La capitale, affacciata sul suo grande porto naturale, è una base centrale e ben collegata, con l'aeroporto vicino e i traghetti per la penisola. Offre ristoranti, vita cittadina e facile accesso alle spiagge dell'est: ideale se preferisci la città al resort.
All'estremità ovest, l'antica capitale conquista con il centro storico, i tramonti e l'atmosfera di tapas e passeggiate. Buona scelta per chi cerca fascino, cucina e vicinanza ad alcune delle più belle cale del sud.
L'arco di sabbia di Cala Galdana e i centri vicini sono la base balneare classica: adatta alle famiglie, comoda e a due passi da cale da cartolina come Macarella e Mitjana. Perfetta se il mare è il tuo programma principale.
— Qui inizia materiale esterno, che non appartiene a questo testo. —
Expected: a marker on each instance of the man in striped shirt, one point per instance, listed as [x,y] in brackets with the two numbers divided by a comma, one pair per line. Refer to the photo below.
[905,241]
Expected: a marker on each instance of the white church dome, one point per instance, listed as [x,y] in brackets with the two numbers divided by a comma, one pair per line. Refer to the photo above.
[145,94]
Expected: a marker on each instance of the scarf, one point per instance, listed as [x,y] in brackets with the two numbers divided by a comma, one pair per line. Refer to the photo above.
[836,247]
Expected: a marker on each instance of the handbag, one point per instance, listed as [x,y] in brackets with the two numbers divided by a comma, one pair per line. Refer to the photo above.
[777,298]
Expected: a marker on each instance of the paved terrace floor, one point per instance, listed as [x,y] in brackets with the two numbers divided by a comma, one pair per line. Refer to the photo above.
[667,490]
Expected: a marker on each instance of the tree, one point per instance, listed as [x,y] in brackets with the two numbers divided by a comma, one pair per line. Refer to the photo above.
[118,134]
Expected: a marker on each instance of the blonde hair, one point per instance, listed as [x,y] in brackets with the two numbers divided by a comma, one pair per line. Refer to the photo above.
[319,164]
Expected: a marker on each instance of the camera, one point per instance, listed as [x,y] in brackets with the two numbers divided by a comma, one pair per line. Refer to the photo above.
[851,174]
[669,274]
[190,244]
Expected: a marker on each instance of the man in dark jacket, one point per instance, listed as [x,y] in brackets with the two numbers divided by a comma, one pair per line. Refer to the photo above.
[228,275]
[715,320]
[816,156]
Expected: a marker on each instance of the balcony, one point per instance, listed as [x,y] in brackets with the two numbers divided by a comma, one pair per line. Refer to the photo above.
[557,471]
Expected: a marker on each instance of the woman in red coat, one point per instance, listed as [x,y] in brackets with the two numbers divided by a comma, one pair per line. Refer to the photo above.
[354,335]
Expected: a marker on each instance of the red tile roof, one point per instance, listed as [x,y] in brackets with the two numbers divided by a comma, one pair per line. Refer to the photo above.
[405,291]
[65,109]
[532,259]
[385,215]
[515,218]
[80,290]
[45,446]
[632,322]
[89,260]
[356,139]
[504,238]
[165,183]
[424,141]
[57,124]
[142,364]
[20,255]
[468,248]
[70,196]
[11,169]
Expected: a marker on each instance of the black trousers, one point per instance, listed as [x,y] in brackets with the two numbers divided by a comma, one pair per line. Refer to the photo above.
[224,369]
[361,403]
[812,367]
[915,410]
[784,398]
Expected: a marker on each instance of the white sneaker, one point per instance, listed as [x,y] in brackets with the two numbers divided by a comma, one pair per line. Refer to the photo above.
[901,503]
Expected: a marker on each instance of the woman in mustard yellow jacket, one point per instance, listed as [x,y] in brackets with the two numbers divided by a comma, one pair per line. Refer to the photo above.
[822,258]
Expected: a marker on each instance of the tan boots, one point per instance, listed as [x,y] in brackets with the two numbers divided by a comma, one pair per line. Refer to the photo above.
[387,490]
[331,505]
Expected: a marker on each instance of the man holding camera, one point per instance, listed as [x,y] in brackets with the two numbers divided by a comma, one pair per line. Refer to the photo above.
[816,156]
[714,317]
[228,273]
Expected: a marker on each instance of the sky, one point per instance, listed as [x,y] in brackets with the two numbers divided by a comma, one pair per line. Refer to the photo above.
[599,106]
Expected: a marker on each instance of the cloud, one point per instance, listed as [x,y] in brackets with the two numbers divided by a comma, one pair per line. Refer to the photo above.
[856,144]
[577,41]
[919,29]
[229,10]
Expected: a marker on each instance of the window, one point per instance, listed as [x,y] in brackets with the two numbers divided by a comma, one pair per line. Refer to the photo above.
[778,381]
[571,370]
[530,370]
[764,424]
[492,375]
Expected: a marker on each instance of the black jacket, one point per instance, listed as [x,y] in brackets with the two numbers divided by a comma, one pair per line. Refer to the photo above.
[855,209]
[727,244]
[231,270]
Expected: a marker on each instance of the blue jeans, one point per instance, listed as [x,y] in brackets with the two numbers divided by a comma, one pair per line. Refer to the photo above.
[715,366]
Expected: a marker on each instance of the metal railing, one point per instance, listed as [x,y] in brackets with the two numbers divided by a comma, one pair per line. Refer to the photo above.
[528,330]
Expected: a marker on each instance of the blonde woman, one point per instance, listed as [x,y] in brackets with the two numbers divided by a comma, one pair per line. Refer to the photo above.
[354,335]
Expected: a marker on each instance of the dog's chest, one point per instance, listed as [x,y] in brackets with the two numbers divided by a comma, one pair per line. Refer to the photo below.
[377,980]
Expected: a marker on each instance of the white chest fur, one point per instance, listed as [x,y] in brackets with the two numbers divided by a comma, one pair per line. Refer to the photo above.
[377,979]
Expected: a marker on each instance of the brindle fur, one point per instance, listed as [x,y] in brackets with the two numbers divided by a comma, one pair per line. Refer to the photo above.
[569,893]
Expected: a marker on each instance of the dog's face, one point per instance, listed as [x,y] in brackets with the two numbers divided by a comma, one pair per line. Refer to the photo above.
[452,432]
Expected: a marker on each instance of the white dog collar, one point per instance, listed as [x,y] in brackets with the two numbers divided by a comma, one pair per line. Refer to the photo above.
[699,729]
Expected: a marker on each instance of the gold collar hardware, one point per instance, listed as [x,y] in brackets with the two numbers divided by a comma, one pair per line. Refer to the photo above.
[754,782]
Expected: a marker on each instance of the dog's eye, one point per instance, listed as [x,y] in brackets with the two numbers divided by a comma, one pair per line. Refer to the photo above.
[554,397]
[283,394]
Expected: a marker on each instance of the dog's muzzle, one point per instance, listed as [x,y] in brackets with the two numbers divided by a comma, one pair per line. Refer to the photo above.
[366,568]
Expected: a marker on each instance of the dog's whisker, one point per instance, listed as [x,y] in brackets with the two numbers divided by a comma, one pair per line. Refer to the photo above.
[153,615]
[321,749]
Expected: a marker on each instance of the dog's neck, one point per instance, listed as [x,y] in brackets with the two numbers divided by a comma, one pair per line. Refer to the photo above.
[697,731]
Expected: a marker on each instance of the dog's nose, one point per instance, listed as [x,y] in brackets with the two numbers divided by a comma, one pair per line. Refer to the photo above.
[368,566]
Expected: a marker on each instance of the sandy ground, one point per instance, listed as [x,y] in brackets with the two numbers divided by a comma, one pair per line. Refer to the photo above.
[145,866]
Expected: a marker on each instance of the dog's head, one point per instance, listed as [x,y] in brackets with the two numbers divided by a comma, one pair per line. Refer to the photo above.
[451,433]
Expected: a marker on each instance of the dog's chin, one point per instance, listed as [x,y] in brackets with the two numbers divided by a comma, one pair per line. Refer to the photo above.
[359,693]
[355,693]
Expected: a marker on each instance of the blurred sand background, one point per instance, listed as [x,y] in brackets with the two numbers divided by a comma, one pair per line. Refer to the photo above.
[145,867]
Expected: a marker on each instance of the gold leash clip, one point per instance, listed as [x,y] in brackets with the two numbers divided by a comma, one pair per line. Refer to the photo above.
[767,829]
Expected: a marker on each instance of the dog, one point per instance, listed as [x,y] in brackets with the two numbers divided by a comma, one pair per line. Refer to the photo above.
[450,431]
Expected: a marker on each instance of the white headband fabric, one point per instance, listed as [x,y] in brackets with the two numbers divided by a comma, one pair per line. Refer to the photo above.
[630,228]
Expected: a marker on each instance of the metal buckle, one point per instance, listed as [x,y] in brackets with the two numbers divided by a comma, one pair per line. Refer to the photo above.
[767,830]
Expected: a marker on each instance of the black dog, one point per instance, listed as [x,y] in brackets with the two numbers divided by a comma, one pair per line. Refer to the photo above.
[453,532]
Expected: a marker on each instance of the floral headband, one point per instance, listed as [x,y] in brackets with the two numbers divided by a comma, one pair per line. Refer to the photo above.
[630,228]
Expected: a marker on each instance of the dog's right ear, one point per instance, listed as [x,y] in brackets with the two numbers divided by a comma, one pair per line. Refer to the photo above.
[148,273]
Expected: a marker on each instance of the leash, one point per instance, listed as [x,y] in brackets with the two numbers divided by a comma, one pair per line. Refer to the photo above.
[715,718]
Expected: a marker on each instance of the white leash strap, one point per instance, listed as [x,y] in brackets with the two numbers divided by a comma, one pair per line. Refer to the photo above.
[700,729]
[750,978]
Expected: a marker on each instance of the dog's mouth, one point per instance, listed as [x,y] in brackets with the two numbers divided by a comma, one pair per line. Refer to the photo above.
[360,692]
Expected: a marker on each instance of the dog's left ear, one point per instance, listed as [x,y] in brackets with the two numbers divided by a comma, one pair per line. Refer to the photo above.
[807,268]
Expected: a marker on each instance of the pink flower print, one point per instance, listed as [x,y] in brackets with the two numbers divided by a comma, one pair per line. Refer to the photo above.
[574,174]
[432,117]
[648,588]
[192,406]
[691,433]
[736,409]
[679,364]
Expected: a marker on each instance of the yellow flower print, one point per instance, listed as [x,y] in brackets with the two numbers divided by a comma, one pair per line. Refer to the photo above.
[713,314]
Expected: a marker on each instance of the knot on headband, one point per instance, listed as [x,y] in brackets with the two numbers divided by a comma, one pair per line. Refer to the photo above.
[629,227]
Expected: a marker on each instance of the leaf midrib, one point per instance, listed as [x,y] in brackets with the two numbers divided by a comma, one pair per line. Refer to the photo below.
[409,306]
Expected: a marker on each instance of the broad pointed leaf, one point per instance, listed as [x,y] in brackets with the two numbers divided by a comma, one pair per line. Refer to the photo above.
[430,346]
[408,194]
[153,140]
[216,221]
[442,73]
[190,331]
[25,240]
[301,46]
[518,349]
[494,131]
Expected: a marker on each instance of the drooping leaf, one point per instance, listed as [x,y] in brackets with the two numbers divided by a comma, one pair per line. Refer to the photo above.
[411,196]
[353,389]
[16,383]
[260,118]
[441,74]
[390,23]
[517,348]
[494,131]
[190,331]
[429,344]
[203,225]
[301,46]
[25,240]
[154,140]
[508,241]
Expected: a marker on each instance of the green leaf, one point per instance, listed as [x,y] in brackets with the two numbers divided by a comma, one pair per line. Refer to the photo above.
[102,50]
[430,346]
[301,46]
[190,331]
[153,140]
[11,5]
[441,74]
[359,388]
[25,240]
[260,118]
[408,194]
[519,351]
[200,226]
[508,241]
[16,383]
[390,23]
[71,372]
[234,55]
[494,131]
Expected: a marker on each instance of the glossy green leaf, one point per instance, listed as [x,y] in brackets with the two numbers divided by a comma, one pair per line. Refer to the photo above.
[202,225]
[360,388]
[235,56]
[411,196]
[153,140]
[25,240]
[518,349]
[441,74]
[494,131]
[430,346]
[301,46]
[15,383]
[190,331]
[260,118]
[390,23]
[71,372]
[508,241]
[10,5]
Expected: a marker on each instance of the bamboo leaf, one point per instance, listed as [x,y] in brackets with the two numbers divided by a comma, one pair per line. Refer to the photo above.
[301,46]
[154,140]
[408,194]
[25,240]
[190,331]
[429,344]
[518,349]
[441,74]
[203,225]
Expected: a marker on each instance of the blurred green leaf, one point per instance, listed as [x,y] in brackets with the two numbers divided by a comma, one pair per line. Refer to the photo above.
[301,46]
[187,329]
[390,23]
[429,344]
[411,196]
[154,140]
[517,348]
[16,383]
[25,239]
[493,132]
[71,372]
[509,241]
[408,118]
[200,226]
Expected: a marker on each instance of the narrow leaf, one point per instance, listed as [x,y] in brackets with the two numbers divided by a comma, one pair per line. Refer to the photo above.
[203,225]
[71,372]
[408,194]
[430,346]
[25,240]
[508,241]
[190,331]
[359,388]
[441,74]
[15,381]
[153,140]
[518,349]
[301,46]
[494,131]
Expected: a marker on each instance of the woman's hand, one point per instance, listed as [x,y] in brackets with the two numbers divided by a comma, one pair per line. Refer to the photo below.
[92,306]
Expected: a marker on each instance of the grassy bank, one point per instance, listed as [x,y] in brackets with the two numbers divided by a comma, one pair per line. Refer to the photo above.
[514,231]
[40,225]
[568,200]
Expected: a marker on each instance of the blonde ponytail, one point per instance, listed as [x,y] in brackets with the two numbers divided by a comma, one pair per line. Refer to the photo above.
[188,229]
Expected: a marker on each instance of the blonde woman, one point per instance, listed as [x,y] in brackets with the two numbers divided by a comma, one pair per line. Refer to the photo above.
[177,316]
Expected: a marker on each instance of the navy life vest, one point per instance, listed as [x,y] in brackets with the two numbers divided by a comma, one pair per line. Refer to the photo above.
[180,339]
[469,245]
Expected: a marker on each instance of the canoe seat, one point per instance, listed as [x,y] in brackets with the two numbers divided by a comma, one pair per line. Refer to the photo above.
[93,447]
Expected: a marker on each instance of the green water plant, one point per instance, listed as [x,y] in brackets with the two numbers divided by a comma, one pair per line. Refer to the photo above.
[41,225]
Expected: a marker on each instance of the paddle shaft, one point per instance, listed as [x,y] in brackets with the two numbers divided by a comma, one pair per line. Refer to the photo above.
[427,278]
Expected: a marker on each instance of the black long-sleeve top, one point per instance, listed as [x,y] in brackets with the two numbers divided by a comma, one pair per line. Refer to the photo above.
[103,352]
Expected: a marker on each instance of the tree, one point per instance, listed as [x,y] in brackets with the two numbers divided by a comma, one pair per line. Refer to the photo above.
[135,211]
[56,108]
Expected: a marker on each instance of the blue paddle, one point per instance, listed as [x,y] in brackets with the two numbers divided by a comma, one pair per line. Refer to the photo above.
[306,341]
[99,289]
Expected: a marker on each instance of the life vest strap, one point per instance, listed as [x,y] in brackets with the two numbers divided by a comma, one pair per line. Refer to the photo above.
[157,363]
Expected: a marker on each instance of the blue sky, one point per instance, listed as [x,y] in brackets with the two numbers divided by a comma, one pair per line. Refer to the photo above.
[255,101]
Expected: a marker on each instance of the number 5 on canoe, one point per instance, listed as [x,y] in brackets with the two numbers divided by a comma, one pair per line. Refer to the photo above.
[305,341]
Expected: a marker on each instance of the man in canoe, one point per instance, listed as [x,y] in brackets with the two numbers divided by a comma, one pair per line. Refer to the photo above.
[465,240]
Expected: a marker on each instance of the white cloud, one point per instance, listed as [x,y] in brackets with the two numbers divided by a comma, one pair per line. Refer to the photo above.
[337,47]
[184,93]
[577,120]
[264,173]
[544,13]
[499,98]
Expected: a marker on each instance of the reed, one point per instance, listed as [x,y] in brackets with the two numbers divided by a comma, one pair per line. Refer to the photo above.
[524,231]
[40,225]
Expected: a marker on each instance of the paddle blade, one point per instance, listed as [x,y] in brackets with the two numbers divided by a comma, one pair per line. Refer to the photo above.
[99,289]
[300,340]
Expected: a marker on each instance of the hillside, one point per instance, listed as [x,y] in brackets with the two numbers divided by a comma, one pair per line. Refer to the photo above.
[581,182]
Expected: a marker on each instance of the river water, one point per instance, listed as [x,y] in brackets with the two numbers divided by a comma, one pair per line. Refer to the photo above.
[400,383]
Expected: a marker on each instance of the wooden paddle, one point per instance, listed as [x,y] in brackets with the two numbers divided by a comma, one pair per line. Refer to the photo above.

Questo villaggio di pescatori dalle case bianche su una baia riparata è sinonimo di calma, sport acquatici e caldereta di aragosta. Il nord, più selvaggio e ventoso, attira chi cerca paesaggi aspri e tranquillità.
La nostra selezione: valutazione, posizione e quel tocco in più.
Piccoli dettagli che rendono il viaggio più semplice.
I trasporti pubblici sono limitati e molte cale sono lontane dai paesi. Un'auto ti dà la libertà di spostarti da nord a sud; prenotala con largo anticipo in estate, quando la domanda fa salire i prezzi.
I parcheggi di cale come Macarella o Turqueta si riempiono presto e alcuni accessi sono regolati in alta stagione. Arriva presto o a fine giornata, e valuta di andarci a piedi o in barca.
Le carte sono accettate quasi ovunque, ma è utile avere un po' di contanti per chioschi di spiaggia, mercati e piccoli paesi dove non sempre c'è il POS.
Il sole è forte e molte cale offrono poca ombra: cappello, crema e acqua sono indispensabili. Sulla costa nord soffia la tramontana, quindi una giacca a vento e scarpe per gli scogli sono utili.
A Minorca si parla il catalano nella variante minorchina insieme allo spagnolo; nelle zone turistiche l'inglese è sufficiente. Un saluto in catalano è sempre gradito.
Tutta l'isola è Riserva della Biosfera, con riserve marine e dune protette. Non calpestare la vegetazione delle dune, resta sui sentieri segnalati e non lasciare tracce nelle cale.
Da fine maggio a inizio ottobre per il mare. Luglio e agosto sono i mesi più caldi e affollati; giugno e settembre offrono ottimo clima con meno gente. Primavera e autunno sono ideali se preferisci camminare ed esplorare.